The comprehensive preventive program includes recommendations for changing lifestyles. In particular, the great influence on the course of the disease has:

  • Diet
  • Physical activity.
  • Weight loss.
  • Smoking cessation.
  • Decision of behavioral and psychosocial problems.

With the help of these adjustments, it is possible to positively improve the function of the endothelium and to eliminate microvascular dysfunction.

Weight loss in postmenopausal women with hypertension and angina pectoris is an important goal due to the positive effects of weight loss, both on blood pressure and on insulin resistance.

ACE inhibitors are most often prescribed when combined with hypertension and angina pectoris. These remedies have a beneficial effect on blood pressure, endothelial function and ischemia caused by physical activity. In addition, ACE inhibitors can counteract the hyperactivity of RAAS observed in patients with arterial hypertension, especially in the subgroup of postmenopausal women, and in women with cardiac pathologies.

It has been shown that beta-blockers reduce the frequency and severity of angina and improve the tolerability of physical activity in patients with cardiac disorders. New-generation beta-blockers, which have a positive effect on NO release, such as carvedilol and nebivolol, are often more effective.

First aid for angina and hypertensive crisis

Simultaneous determination of the patient's symptoms as a hypertensive crisis, and angina pectoris involves the direction of effort in the following directions:

  • To create a calm atmosphere for the patient.
  • Locate the patient comfortably.
  • Ensure fresh air is supplied.
  • Shelter your legs or attach a warmer to the legs.
  • Give a dose of the drug that the doctor prescribed for the treatment of hypertension.
  • Give a tongue a tablet of nitroglycerine or another drug that was prescribed by your doctor to treat angina pectoris.

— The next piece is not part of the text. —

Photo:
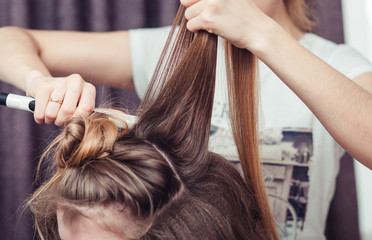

In non-urgent cases, chest pain passes in a few minutes, and after complete normalization of the condition, you can return to light work. The only thing about an onset of an attack should be reported to the attending doctor, who, if necessary, adjusts the treatment schedule.

The duration of re-pain for more than 20 minutes is a sign of the development of myocardial infarction. In such cases, it is necessary to seek medical assistance without any delay.


Systemic hypertension is often associated with angina pectoris. Several pathogenetic mechanisms have been identified, in particular, when combining these diseases, the dysfunction of the microvascular channel of the myocardium is determined. Based on the identified cause of the disease, the most appropriate treatments are developed.Microvascular dysfunction should be subjected to careful examination, in case of need treatment. It can be determined not only in patients with systemic hypertension and angina, but also in angiographically normal coronary arteries.